Rodriguez's attorney said the government failed to prove its case.

Sjodin, 22, a University of North Dakota student from Pequot Lakes, Minnesota, was abducted from the parking lot of a Grand Forks shopping mall on November 22, 2003. Her body was found the following April in the ravine near Crookston, Minnesota. Rodriguez lived in Crookston.

Rodriguez defense attorney Robert Hoy said a medical examiner called by prosecutors as a witness could not say for certain where Sjodin died, when she died, or the cause of her death.

Wrigley told jurors that blood found in Rodriguez's car matched Sjodin's DNA, and it was found in a mist pattern, indicating Sjodin fought her attacker and was beaten.

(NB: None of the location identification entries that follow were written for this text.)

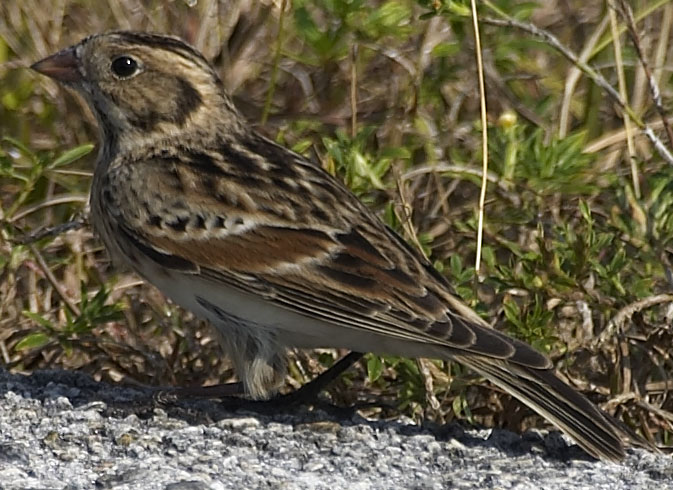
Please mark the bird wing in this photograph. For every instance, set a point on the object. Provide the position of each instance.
(300, 240)
(296, 237)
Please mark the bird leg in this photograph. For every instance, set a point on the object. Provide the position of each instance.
(306, 394)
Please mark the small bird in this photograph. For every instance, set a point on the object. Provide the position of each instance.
(270, 248)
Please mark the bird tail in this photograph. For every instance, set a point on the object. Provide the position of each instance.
(595, 431)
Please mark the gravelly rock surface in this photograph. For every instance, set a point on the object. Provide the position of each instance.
(61, 430)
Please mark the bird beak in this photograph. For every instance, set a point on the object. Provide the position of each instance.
(62, 66)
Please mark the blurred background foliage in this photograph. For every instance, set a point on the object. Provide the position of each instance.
(383, 94)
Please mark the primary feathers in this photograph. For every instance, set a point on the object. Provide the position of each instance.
(269, 247)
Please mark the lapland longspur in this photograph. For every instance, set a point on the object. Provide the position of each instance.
(266, 245)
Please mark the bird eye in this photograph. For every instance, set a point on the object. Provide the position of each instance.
(124, 66)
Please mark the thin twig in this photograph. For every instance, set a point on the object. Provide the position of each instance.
(616, 323)
(622, 92)
(484, 135)
(354, 90)
(627, 13)
(52, 231)
(276, 61)
(596, 77)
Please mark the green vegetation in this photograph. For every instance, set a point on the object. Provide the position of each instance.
(576, 258)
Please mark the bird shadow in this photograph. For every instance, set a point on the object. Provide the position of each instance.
(121, 401)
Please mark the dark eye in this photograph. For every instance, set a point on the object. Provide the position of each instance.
(124, 66)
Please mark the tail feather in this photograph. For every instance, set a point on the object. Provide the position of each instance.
(566, 408)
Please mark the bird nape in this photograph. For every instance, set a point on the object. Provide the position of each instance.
(274, 251)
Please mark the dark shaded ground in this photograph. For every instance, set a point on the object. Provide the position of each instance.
(60, 429)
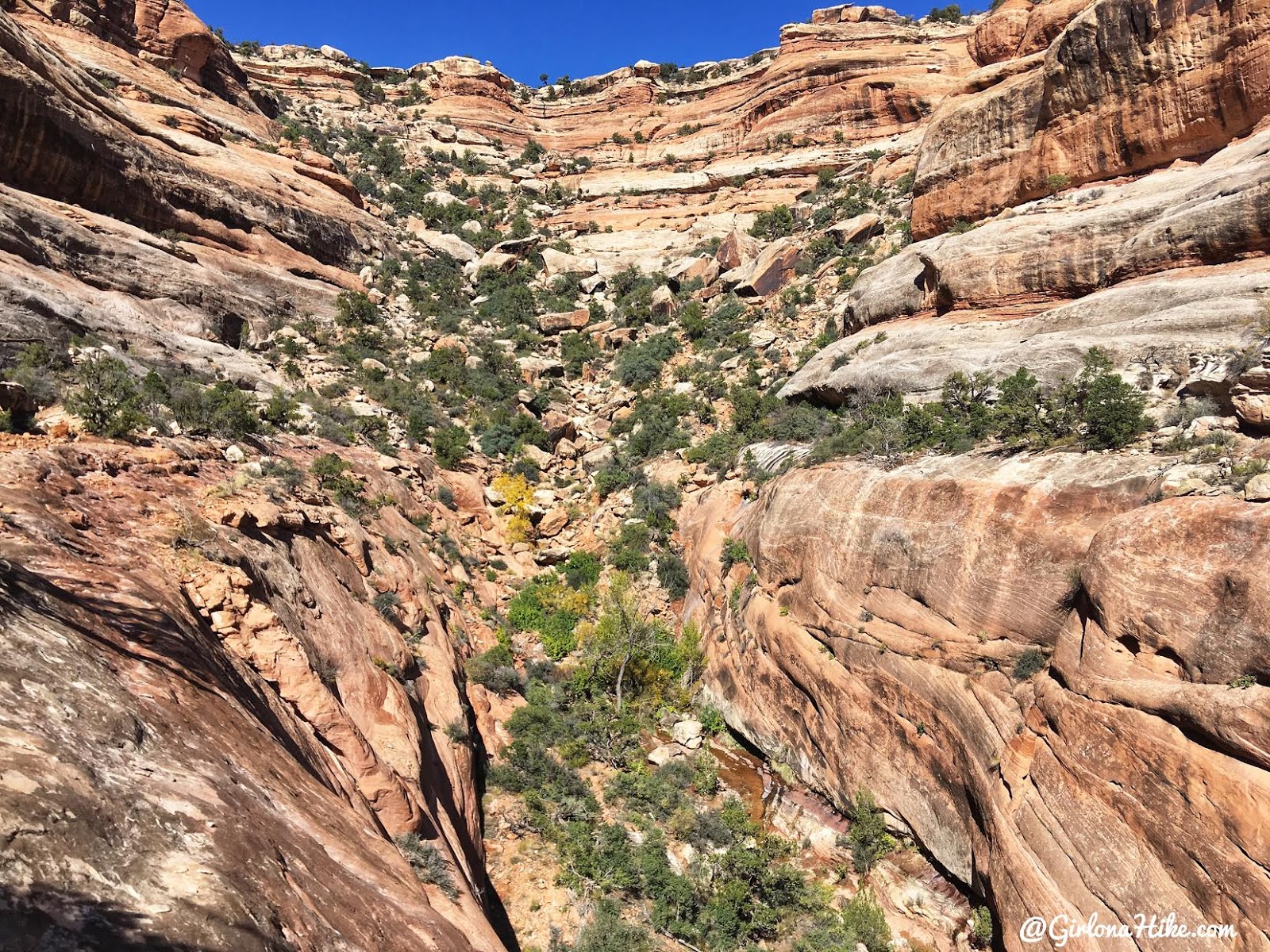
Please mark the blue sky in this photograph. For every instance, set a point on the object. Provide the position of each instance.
(521, 37)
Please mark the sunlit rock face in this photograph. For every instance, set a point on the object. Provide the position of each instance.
(884, 641)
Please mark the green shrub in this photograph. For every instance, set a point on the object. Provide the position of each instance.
(581, 570)
(355, 309)
(629, 550)
(220, 410)
(107, 397)
(1057, 183)
(945, 14)
(641, 365)
(429, 863)
(868, 835)
(733, 551)
(981, 928)
(1029, 663)
(450, 446)
(495, 670)
(779, 222)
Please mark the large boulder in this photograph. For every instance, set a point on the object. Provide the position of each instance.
(768, 273)
(556, 263)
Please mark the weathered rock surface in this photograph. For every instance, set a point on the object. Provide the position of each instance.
(202, 747)
(1128, 776)
(1124, 88)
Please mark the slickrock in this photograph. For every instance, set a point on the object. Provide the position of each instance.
(878, 649)
(225, 758)
(1124, 88)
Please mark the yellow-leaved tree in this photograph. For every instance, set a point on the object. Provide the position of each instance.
(518, 499)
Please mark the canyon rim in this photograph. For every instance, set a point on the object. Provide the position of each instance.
(810, 501)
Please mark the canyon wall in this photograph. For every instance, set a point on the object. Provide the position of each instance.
(213, 735)
(876, 647)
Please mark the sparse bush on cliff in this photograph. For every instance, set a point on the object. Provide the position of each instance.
(429, 863)
(495, 670)
(387, 603)
(355, 309)
(868, 835)
(981, 928)
(1029, 663)
(672, 574)
(733, 551)
(107, 399)
(1057, 183)
(779, 222)
(945, 14)
(533, 152)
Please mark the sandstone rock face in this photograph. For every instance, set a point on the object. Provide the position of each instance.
(67, 139)
(768, 273)
(200, 750)
(1128, 774)
(163, 31)
(1019, 29)
(1149, 270)
(1122, 89)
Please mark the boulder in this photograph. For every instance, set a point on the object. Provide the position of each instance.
(687, 734)
(556, 263)
(559, 425)
(686, 270)
(497, 260)
(664, 754)
(855, 230)
(16, 399)
(533, 368)
(567, 321)
(768, 273)
(554, 522)
(737, 249)
(441, 243)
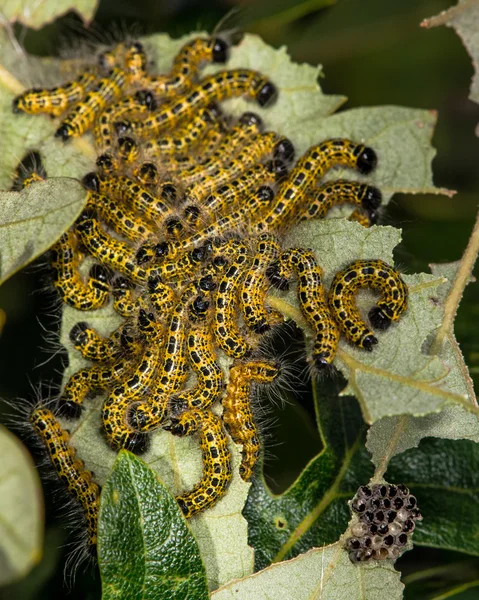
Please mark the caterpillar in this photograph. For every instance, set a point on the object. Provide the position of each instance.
(123, 220)
(67, 280)
(187, 137)
(255, 285)
(259, 147)
(308, 169)
(138, 105)
(88, 109)
(186, 66)
(85, 381)
(55, 101)
(233, 221)
(117, 431)
(186, 209)
(379, 276)
(70, 469)
(172, 372)
(249, 124)
(216, 457)
(202, 358)
(135, 196)
(334, 193)
(92, 345)
(312, 299)
(116, 254)
(237, 414)
(216, 88)
(225, 330)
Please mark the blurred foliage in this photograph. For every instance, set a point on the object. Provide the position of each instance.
(374, 52)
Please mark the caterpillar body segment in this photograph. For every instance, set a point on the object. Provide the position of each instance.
(247, 129)
(234, 221)
(230, 195)
(161, 297)
(188, 136)
(172, 372)
(237, 413)
(216, 457)
(85, 381)
(203, 360)
(292, 196)
(56, 100)
(379, 276)
(125, 302)
(137, 106)
(186, 66)
(85, 112)
(149, 329)
(215, 88)
(117, 430)
(335, 193)
(134, 195)
(255, 285)
(92, 345)
(123, 220)
(205, 147)
(225, 328)
(259, 148)
(68, 282)
(70, 469)
(312, 299)
(107, 249)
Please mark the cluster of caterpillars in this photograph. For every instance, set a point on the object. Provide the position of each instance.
(183, 225)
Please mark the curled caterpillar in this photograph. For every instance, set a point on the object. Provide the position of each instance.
(237, 414)
(379, 276)
(216, 460)
(70, 469)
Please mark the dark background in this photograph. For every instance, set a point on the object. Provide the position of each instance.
(372, 51)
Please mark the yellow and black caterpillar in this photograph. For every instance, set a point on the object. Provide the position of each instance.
(183, 224)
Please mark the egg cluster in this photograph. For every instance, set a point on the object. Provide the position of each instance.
(183, 225)
(387, 518)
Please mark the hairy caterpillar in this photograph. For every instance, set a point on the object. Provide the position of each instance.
(216, 88)
(379, 276)
(216, 460)
(237, 413)
(312, 299)
(193, 239)
(70, 470)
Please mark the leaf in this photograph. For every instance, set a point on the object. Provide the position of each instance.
(390, 436)
(314, 510)
(402, 138)
(464, 18)
(444, 476)
(145, 549)
(325, 573)
(389, 380)
(33, 219)
(37, 14)
(21, 510)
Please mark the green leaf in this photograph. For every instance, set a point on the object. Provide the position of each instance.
(325, 573)
(464, 18)
(33, 219)
(391, 436)
(444, 476)
(37, 14)
(21, 510)
(419, 383)
(145, 548)
(314, 510)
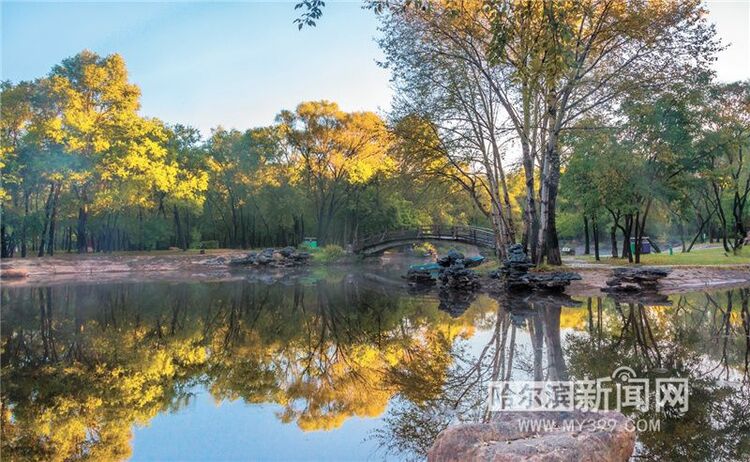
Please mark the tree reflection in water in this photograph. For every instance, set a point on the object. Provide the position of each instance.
(82, 364)
(703, 336)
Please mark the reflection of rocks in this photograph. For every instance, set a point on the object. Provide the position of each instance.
(516, 276)
(459, 278)
(522, 307)
(274, 258)
(506, 439)
(455, 302)
(454, 274)
(647, 298)
(635, 279)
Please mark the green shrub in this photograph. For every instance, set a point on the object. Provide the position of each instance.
(328, 254)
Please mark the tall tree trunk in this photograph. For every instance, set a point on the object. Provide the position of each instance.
(81, 234)
(25, 225)
(53, 219)
(595, 230)
(587, 248)
(47, 215)
(613, 240)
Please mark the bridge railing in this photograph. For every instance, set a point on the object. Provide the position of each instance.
(471, 234)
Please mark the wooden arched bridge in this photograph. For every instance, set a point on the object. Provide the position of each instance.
(377, 243)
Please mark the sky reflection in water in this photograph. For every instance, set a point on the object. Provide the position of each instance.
(337, 366)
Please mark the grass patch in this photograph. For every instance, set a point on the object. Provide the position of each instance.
(696, 257)
(328, 254)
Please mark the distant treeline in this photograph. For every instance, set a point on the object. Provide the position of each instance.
(83, 171)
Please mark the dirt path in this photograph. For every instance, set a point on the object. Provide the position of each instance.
(681, 279)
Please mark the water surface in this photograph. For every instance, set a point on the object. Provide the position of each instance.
(339, 366)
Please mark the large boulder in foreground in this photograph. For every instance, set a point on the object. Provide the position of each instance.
(516, 276)
(640, 279)
(505, 438)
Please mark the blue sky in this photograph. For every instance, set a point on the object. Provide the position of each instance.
(237, 64)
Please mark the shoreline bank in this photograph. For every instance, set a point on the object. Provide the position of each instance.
(159, 266)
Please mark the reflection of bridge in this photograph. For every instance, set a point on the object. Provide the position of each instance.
(376, 243)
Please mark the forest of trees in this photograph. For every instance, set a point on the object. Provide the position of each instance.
(539, 119)
(83, 171)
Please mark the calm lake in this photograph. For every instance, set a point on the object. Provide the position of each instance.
(339, 365)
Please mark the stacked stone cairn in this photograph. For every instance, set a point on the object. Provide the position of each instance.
(273, 258)
(454, 275)
(516, 276)
(420, 277)
(635, 279)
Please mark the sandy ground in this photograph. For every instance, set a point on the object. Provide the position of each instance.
(194, 266)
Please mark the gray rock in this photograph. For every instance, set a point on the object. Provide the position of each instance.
(505, 439)
(516, 276)
(276, 258)
(420, 277)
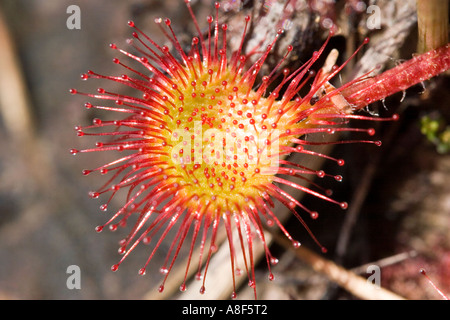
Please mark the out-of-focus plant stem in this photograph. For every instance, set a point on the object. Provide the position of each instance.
(433, 24)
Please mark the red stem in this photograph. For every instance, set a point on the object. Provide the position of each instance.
(403, 76)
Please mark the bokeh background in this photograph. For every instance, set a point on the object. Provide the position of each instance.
(47, 220)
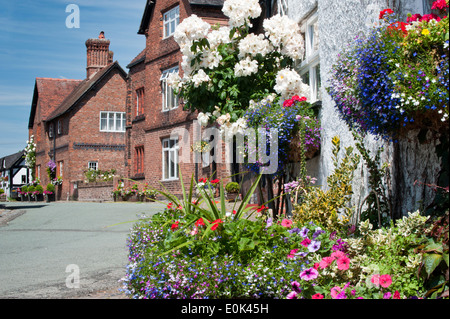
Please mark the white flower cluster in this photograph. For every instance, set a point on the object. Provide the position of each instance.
(288, 83)
(240, 11)
(285, 33)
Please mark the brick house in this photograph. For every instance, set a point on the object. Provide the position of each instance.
(80, 124)
(153, 111)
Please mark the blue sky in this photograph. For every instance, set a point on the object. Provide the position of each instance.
(35, 42)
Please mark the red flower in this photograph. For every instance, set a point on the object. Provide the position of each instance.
(439, 4)
(175, 225)
(385, 281)
(385, 12)
(414, 17)
(200, 222)
(216, 224)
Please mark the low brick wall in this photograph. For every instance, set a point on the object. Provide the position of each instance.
(101, 191)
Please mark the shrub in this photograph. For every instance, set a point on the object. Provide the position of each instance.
(328, 208)
(232, 187)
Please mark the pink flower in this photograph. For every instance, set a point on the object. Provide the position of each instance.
(309, 274)
(343, 263)
(385, 281)
(439, 4)
(325, 262)
(286, 223)
(375, 280)
(292, 295)
(306, 242)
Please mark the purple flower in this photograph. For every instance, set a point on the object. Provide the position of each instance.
(304, 232)
(296, 286)
(292, 295)
(309, 274)
(314, 246)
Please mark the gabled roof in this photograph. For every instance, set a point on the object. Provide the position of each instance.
(12, 160)
(50, 93)
(151, 3)
(82, 89)
(138, 59)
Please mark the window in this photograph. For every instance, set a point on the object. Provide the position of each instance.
(93, 165)
(112, 121)
(169, 98)
(139, 162)
(170, 159)
(139, 101)
(171, 20)
(309, 68)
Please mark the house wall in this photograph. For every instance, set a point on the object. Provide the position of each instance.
(84, 130)
(339, 23)
(161, 54)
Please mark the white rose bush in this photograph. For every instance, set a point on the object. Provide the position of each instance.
(226, 67)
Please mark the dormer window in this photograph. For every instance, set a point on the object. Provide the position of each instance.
(171, 20)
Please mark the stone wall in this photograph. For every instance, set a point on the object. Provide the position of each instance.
(100, 191)
(408, 160)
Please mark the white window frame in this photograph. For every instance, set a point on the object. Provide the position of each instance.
(93, 165)
(172, 153)
(311, 61)
(112, 118)
(171, 19)
(169, 98)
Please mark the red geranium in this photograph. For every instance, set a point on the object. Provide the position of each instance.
(385, 12)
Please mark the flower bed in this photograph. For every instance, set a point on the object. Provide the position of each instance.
(189, 252)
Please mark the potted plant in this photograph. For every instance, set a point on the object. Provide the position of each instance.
(39, 193)
(30, 192)
(232, 189)
(23, 193)
(49, 193)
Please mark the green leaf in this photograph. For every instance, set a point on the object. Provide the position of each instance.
(431, 261)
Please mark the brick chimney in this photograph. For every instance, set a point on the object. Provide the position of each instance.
(98, 54)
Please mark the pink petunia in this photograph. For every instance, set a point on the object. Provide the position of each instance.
(375, 280)
(286, 223)
(306, 242)
(325, 262)
(385, 281)
(343, 263)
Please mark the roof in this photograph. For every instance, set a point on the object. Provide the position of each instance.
(150, 5)
(50, 93)
(138, 59)
(82, 89)
(10, 161)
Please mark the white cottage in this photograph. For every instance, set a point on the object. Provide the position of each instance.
(329, 25)
(13, 173)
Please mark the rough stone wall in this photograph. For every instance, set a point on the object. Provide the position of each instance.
(339, 23)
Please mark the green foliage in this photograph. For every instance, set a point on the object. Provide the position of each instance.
(232, 187)
(39, 189)
(50, 188)
(378, 203)
(328, 208)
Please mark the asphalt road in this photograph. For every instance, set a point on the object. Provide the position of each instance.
(66, 249)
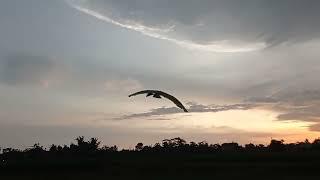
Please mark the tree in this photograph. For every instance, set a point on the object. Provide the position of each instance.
(139, 147)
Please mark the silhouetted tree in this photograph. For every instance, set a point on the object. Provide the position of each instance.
(139, 147)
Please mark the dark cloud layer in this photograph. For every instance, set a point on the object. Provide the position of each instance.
(293, 104)
(193, 108)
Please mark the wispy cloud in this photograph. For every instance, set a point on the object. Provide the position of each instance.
(193, 108)
(216, 46)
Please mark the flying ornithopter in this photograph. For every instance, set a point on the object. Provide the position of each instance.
(160, 94)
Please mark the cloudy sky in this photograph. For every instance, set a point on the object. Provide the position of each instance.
(246, 70)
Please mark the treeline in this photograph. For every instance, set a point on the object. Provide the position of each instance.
(92, 147)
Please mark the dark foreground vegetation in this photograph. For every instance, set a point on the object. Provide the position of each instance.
(170, 159)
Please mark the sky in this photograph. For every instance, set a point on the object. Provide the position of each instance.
(246, 70)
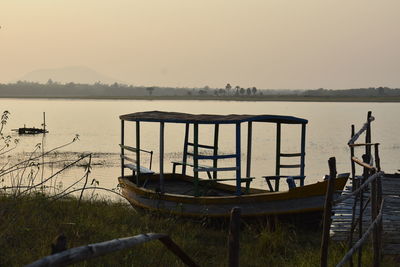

"Ladies and gentlemen, Dru Sjodin battled him every step of the way, and she left us unmistakable messages," Wrigley said.
Just one defense witness

The defense called just one witness: George Sensabaugh Jr., a forensic science professor from California testified Tuesday that tests for sexual assault were not reliable.

Under questioning by Assistant U.S. Attorney Keith Reisenauer, Sensabaugh testified that he knew few details about the Sjodin case and based his testimony on information from the autopsy and lab work.

Prosecutors, who called 52 witnesses, had opened the third week of testimony by interviewing a medical examiner who said he believes Sjodin's neck was slashed at the site where her body was found.

McGee, the medical examiner in Ramsey County, Minnesota, said he found evidence Sjodin was sexually assaulted. The assault could have happened up to 36 hours before her death or after her death, he told jury Monday.

Prosecutors said Sjodin's hands had been bound behind her back and she was nude from the waist down, with a rope and remnants of a plastic bag around her neck.

McGee said that while the neck wound was the most likely cause of death, Sjodin could have suffocated from a plastic bag over her head or died of exposure. He said he could not pinpoint the exact cause of her death.